34Sans doute la scène n’appartient-elle pas exactement à la sphère publique, mais elle ne relève pas davantage de la sphère de l’intimité. On devine que la souffrance physique présente une apparence suffisamment reconnaissable pour que se mette en place une réponse collectivement adéquate mobilisant des attitudes et des gestes qui vont de la simple convention sociale à l’empathie maximale en passant par une signification morale sans doute habitée par l’exemple de la passion du Christ, grand scénario qu’Hannah Arendt n’envisage pas et qui, pourtant, a ouvert à la souffrance la possibilité d’une apparence publique [17]. Le domaine privé de la nécessité physique se trouve ici pris en charge non seulement par une technique et des praticiens, mais encore par un sens : sens au niveau de l’énoncé, c’est-à-dire au niveau du représenté ; et sens au niveau de l’énonciation, c’est-à-dire au niveau de la mise en récit de l’événement.

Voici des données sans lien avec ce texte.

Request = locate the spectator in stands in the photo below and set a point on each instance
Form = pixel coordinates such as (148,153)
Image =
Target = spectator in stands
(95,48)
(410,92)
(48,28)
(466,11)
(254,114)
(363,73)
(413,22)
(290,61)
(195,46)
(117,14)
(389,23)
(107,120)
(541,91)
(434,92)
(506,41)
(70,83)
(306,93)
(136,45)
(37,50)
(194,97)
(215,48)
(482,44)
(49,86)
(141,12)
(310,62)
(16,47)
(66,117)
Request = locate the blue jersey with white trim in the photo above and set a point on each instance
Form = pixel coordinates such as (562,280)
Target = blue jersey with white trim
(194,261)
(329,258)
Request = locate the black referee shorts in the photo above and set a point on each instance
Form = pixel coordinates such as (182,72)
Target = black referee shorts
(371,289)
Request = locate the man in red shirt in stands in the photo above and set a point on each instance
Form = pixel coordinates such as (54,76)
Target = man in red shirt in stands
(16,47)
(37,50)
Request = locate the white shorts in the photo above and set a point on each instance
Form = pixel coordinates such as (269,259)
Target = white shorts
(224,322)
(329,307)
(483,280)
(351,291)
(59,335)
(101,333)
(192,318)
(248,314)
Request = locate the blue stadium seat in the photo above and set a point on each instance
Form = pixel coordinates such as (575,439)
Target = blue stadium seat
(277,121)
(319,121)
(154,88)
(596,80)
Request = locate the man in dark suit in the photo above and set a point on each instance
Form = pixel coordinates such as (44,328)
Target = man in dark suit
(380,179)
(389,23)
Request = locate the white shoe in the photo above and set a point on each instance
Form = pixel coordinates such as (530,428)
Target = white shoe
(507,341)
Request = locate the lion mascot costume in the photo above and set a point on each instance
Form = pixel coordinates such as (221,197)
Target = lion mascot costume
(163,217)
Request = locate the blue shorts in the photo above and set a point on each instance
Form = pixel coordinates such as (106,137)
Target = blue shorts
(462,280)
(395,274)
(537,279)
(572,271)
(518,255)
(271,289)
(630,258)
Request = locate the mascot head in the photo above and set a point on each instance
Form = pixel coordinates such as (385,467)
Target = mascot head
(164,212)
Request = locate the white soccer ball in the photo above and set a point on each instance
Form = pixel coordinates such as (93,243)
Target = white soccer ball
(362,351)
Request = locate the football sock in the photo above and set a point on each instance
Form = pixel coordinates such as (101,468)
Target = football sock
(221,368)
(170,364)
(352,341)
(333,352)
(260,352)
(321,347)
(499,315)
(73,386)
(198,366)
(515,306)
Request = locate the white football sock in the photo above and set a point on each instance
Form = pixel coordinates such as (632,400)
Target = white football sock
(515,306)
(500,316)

35Mais c’est là, au niveau de l’énonciation, que des éléments stylistiques d’une autre nature donnent à l’analyse d’Hannah Arendt une nouvelle pertinence. Une phrase semble traduire la « subjectivité radicale » à laquelle condamne la souffrance physique selon la philosophe :
Je ne manquais pas de gens qui me venaient faire des condoléances ; mais j’avais tout le mal et eux la compassion seulement.
37Or, pour le mot condoléances, le Dictionnaire universel de Furetière ne mentionne pas d’autre sens que le sens moderne : le terme semble donc ironique. En faisant ressortir l’inutilité, voire l’artificialité de la « compassion », la moquerie importe dans le texte lui-même la rupture intersubjective causée par la souffrance et inhibe le partage émotionnel. Nous aussi, lecteurs, nous en serons pour nos frais, et notre compassion ne sera en fait guère mobilisée. Non seulement les éléments pathétiques relevés plus haut, plus informatifs qu’expressifs, sont comme dissous dans le rythme allègre du récit, mais celui-ci prend très vite une tournure comique :
On se prépara à me tirer à outrance : le bailleul se mit à cheval sur ce pauvre bras raccourci. Il me semblait qu’il l’avait allongé d’une pique. Quelle douleur épouvantable ! Le chirurgien et sa fille me le tiraient de toutes leurs forces, et deux autres hommes me le soulevaient en haut avec une serviette : mon mari me tenait par le milieu du corps ; la bonne Mme Tronson voulut me tenir l’autre bras, et une autre personne me tenait les deux jambes, en sorte que je n’avais que la tête de libre pour la tourner à droite et à gauche.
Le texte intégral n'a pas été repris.